Abbildung 3 Abbildung 3: Bei der IMRT Bestrahlung ist es möglich, die Strahlendosis besser an den Tumor anzupassen, bei gleichzeitiger Schonung bogenförmiger Strukturen in unmittelbarer Nähe (Enddarm)

In den vergangenen Jahren haben Studien verschiedener Institute unabhängig voneinander nachgewiesen, dass die Resultate der Strahlentherapie eine enge Beziehung zur Dosis, also strikte Dosisabhängigkeit besitzen. Die Ergebnisse des New Yorker Memorial Sloan Kettering Hospitals haben am Parameter der biochemischen Tumorkontrolle (d.h. anhaltender sehr niedriger PSAWerte) eindrucksvoll belegt, dass eine Dosiserhöhung zu teilweise dramatischen Verbesserungen führte.

Von 1.100 Patienten, die mit einer Dosis von 68 Gy bestrahlt wurden, hatten 80% der Patienten, die einen PSA-Wert 0-10 ng/ml 3 Jahre nach der Therapie keinen Wiederanstieg des PSA-Wertes.
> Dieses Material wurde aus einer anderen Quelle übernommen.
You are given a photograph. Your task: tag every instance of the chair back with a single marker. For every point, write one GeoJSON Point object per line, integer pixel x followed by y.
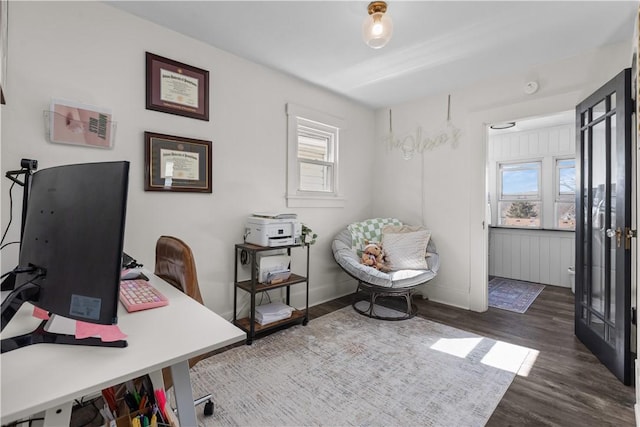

Hingegen war bei Patienten, die eine IMRT-Bestrahlung erhielten, diese Quote mit 92% noch höher. Trotz der höheren Gesamtdosen dieser Gruppe waren die beobachteten Nebenwirkungen eher niedriger als bei 3D-konformaler Bestrahlung. Am wichtigsten war die Erkenntnis, das alle Prognosegruppen von der IMRT profitierten, insbesondere Patienten mit einer zuvor schlechten Prognose.
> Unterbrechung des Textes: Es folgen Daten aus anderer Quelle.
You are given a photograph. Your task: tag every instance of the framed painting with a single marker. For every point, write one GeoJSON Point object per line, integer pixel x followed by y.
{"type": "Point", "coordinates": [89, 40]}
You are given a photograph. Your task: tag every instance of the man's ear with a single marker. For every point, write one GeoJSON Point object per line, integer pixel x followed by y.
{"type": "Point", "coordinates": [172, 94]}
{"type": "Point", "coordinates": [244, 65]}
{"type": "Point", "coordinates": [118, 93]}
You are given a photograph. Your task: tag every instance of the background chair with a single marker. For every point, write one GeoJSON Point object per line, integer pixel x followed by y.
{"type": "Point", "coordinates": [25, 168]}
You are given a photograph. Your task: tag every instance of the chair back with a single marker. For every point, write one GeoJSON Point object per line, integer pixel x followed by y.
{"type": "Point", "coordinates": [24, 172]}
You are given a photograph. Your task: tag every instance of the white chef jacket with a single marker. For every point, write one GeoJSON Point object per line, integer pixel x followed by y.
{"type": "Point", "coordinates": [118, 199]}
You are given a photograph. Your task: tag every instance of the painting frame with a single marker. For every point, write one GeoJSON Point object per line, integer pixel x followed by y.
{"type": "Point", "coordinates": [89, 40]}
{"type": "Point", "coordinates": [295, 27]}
Aus den verfügbaren Daten lässt sich eine Dosis-WirkungsBeziehung herstellen, die in Grafik 1 dargestellt wird. Für die Patientengruppe mit einem initialen PSA-Wert zwischen 10-20 ng/ml ist eine besonders steile Kurve zu erkennen. Das bedeutet, das diese Patienten am meisten von einer Dosiserhöhung profitieren.

Mit der Einführung der intensitätsmodulierte Radiotherapie IMRT besitzt die Strahlentherapie einen sehr hoffnungsvollen Ansatz, von dem künftig verstärkt nicht nur Prostatakrebspatienten profitieren werden.